Quant au préjudice moral, la Cour estime que, dans les circonstances de l’espèce, le constat de violation constitue en soi une satisfaction équitable suffisante.
B. Frais et dépens
26. La requérante demande également 5 000 EUR pour les honoraires d’avocat encourus devant la Cour. Cependant, elle ne soumet aucun justificatif.
27. Le Gouvernement conteste ces prétentions.
28. Selon la jurisprudence de la Cour, un requérant ne peut obtenir le remboursement de ses frais et dépens que dans la mesure où se trouvent établis leur réalité, leur nécessité et le caractère raisonnable de leur taux. En l’espèce, la Cour constate que la requérante n’a pas ventilé ses prétentions dans la mesure où elle ne fournit aucun décompte de travail effectué par ses avocats. Dès lors, la Cour considère qu’il n’y a pas lieu de lui allouer une somme au titre d’honoraires d’avocat.
C. Intérêts moratoires
29. La Cour juge approprié de baser le taux des intérêts moratoires sur le taux d’intérêt de la facilité de prêt marginal de la Banque centrale européenne majoré de trois points de pourcentage.

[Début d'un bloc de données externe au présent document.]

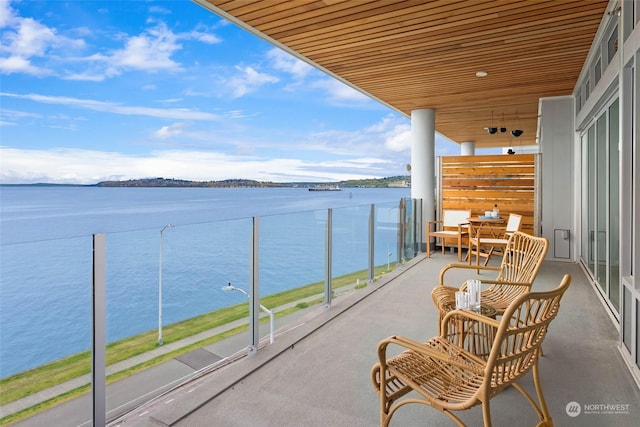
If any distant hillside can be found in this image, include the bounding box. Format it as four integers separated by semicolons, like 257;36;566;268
96;176;411;188
96;178;288;188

PAR CES MOTIFS, LA COUR, À L’UNANIMITÉ,
1. Déclare la requête recevable ;
2. Dit qu’il y a eu violation de l’article 1 du Protocole no 1 ;
3. Dit
a) que l’État défendeur doit verser à la requérante, dans les trois mois à compter du jour où l’arrêt sera devenu définitif conformément à l’article 44 § 2 de la Convention, 3 181 EUR (trois mille cent quatre-vingt-un euros) pour dommage matériel, plus tout montant pouvant être dû à titre d’impôt, à convertir en nouvelles livres turques (TRY) au taux applicable à la date du règlement ;
b) qu’à compter de l’expiration dudit délai et jusqu’au versement, ce montant sera à majorer d’un intérêt simple à un taux égal à celui de la facilité de prêt marginal de la Banque centrale européenne applicable pendant cette période, augmenté de trois points de pourcentage ;
4. Rejette la demande de satisfaction équitable pour le surplus.
Fait en français, puis communiqué par écrit le 20 mai 2008 en application de l’article 77 §§ 2 et 3 du règlement.